Three immigrant brothers sentenced to life in prison for plotting to kill U.S. soldiers at Fort Dix will not have their life sentences overturned.
U.S. District Judge Robert Kugler said in his ruling made public Tuesday that he didn’t buy the arguments from Dritan, Eljvir and Shain Duka that they were wrongly convicted in 2008 because their lawyers kept them from testifying.
Kugler ruled Friday that he found testimony from their defense attorneys at a January hearing more credible.
The Albanian-born brothers were convicted with two others of plotting an attack at military sites at Fort Dix in New Jersey and elsewhere. Supporters believe the FBI entrapped them and exaggerated the case, but the Dukas have exhausted their appeals.
Dritan “Tony” Duka, 37, said at a January hearing that his lawyer thought he would come across as a Muslim extremist and therefore didn’t put him on the stand.
Their trial lawyers denied the accusations and testified for the government.
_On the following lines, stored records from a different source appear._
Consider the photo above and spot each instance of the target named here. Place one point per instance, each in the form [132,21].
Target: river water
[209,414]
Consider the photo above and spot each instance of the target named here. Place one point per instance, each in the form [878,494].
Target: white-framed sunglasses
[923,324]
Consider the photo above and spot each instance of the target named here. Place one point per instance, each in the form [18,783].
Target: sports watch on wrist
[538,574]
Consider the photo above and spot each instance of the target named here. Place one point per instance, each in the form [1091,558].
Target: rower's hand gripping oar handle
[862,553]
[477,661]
Dritan Duka’s trial lawyer, Michael Huff, said he feared his client’s desire to express religious views and his suspicion that the Sept. 11, 2001, terrorist attacks might be “an inside job, in order to persecute Muslims” would prove damaging.
Huff, along with fellow trial lawyers Troy Archie and Michael Riley, said they worked vigorously on the case and were prepared to put their clients on the stand, if it came to that.
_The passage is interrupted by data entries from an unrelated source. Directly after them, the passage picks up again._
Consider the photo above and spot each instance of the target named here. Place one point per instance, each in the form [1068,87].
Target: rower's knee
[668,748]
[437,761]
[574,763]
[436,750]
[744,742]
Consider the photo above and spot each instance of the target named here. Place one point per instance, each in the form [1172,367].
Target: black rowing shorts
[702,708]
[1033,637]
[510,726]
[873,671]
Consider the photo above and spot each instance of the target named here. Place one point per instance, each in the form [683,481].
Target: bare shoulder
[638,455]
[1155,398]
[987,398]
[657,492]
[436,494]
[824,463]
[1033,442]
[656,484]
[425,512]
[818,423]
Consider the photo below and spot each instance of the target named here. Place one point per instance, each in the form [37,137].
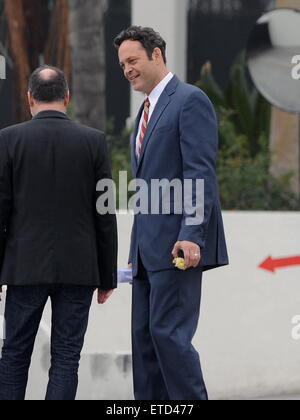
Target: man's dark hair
[48,89]
[146,36]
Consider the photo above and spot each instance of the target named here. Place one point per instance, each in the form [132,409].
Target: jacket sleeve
[199,144]
[5,196]
[106,226]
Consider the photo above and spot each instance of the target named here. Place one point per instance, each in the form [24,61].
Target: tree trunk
[88,61]
[17,30]
[285,140]
[57,51]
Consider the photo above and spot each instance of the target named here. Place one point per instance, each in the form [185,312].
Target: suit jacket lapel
[159,109]
[133,140]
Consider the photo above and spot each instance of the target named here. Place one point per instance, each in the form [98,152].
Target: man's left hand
[191,252]
[103,295]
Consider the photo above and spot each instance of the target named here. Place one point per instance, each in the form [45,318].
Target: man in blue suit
[176,138]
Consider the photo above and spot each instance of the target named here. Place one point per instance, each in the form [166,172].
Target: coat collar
[50,114]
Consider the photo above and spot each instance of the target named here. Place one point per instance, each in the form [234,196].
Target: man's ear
[67,99]
[30,99]
[157,54]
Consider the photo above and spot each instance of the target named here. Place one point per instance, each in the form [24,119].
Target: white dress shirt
[153,98]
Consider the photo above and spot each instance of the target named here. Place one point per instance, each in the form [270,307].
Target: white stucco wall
[245,332]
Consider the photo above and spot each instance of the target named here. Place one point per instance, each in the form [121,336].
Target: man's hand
[103,295]
[191,252]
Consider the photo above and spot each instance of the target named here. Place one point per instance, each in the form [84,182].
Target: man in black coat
[53,242]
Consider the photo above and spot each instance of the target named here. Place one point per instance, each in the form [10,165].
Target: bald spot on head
[48,74]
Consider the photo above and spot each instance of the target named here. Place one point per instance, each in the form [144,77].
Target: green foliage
[244,158]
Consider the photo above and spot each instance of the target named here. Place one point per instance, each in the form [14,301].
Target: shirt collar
[158,90]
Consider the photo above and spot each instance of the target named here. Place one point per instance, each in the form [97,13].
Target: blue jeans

The Dukas have been in prison since May 2007.
The case has been cited by Republican New Jersey Gov. Chris Christie as one of the two “biggest terrorism cases in the world” during his time as U.S. Attorney. But critics believe an FBI informant entrapped the men and say the sentence reflects overzealous efforts to protect the country after the 2001 terrorist attacks.
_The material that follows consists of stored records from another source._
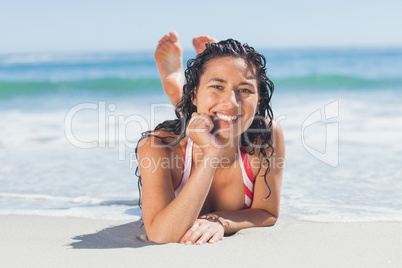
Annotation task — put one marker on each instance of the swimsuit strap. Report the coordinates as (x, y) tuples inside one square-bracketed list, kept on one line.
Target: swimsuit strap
[(187, 162), (247, 174)]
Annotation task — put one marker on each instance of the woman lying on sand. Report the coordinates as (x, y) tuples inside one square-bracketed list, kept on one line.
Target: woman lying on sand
[(220, 161)]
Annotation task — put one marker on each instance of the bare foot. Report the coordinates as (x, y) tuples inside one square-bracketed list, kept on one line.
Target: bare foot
[(169, 59), (199, 42)]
The men were charged in 2007 with conspiring to kill U.S. military personnel at Fort Dix. (A sixth was charged with weapons offenses.) Authorities had been alerted initially after a store clerk saw a video of the men shooting guns at a firing range and yelling “Allahu Akbar,” or “God is great.” Jurors heard hours of secretly recorded audio that included one defendant saying how they could “kill at least 100 soldiers by using rocket-propelled grenades.”
Defense attorneys at trial claimed the men may have made anti-American statements but had no plans to attack anything until paid informant Mahmoud Omar infiltrated the group and spent months goading and manipulating them.